DESCRIPTION
External job description
Amazon Music is an immersive audio entertainment service that deepens connections between fans, artists, and creators. From personalized music playlists to exclusive podcasts, concert livestreams to artist merch, Amazon Music is innovating at some of the most exciting intersections of music and culture. We offer experiences that serve all listeners with our different tiers of service: Prime members get access to all the music in shuffle mode, and top ad-free podcasts, included with their membership; customers can upgrade to Amazon Music Unlimited for unlimited, on-demand access to 100 million songs, including millions in HD, Ultra HD, and spatial audio; and anyone can listen for free by downloading the Amazon Music app or via Alexa-enabled devices. Join us for the opportunity to influence how Amazon Music engages fans, artists, and creators on a global scale.
If you love the challenges that come with big data then this role is for you. We collect billions of events a day, manage petabyte scale data on Redshift and S3, and develop data pipelines using Spark/Scala EMR, SQL based ETL, and Java services.
You are a talented, enthusiastic, and detail-oriented Data Engineer, Data Science, Business Intelligence, or Software Development who knows how to take on big data challenges in an agile way. Duties include big data design and analysis, data modeling, and development, deployment, and operations of big data pipelines. You will also help hire, mentor, and develop peers in the the Music Data Experience team including Data Scientists, Data Engineers, and Software Engineers. You’ll help build Amazon Music’s most important data pipelines and data sets, and expand self-service data knowledge and capabilities through an Amazon Music data university.
This role requires you to live at the cross section of data and engineering. You have a deep understanding of data, analytical techniques, and how to connect insights to the business, and you have practical experience in insisting on highest standards on operations in ETL and big data pipelines. With our Amazon Music Unlimited and Prime Music services, and our top music provider spot on the Alexa platform, providing high quality, high availability data to our internal customers is critical to our customer experiences.

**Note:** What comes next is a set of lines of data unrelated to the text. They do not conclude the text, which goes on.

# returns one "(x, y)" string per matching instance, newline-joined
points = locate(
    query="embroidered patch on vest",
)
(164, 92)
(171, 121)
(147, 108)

Music Data Experience team develops data specifically for a set of key business domains like personalization and marketing and provides and protects a robust self-service core data experience for all internal customers. We deal in AWS technologies like Redshift, S3, EMR, EC2, DynamoDB, Kinesis Firehose, and Lambda. In 2020 your team will migrate Amazon Music’s information model and data pipelines to a data exchange store (Data Lake) and EMR/Spark processing layer. You’ll build our data university and partner with Product, Marketing, BI, and ML teams to build new behavioral events, pipelines, datasets, models, and reporting to support their initiatives. You’ll also continue to develop big data pipelines.
Key job responsibilities
Build Data Platform and Data Lake solutions
Build Data Engineering tools
Build real time and micro batch data pipelines
About the team
The Music Data eXperience (MDX) team is responsible for the definition, design, production, and quality of foundational datasets consumed by the whole org, data management tools, and the self-service data lake and warehouse platforms on which these datasets are published, stored, shared, and consumed for analytics and science modeling. MDX is split into two sub teams *PARAM* (Platform Architecture Research and AutoMation) and *IDEA* (Intelligence, Data Engineering & Analytics). Data Platform (PARAM) team owns the self-service data lake Data EXchange Store (DEX) and Data Warehouse platforms, builds tools and frameworks for efficient data management, and owns the orchestration and configuration platform for data pipelines. Data Engineering (IDEA) Team owns the foundational data model and datasets, the Spark and Datanet ETL jobs and business logic to build them, away team support for datasets, org wide launch support (when required), the Executive Daily Summary (EDS), and future batch dataset data quality frameworks.
BASIC QUALIFICATIONS
– 1+ years of data engineering experience
– Experience with SQL
– Experience with data modeling, warehousing and building ETL pipelines
– Experience with one or more query language (e.g., SQL, PL/SQL, DDL, MDX, HiveQL, SparkSQL, Scala)
– Experience with one or more scripting language (e.g., Python, KornShell)
PREFERRED QUALIFICATIONS
– Experience with big data technologies such as: Hadoop, Hive, Spark, EMR
– Experience with any ETL tool like, Informatica, ODI, SSIS, BODI, Datastage, etc.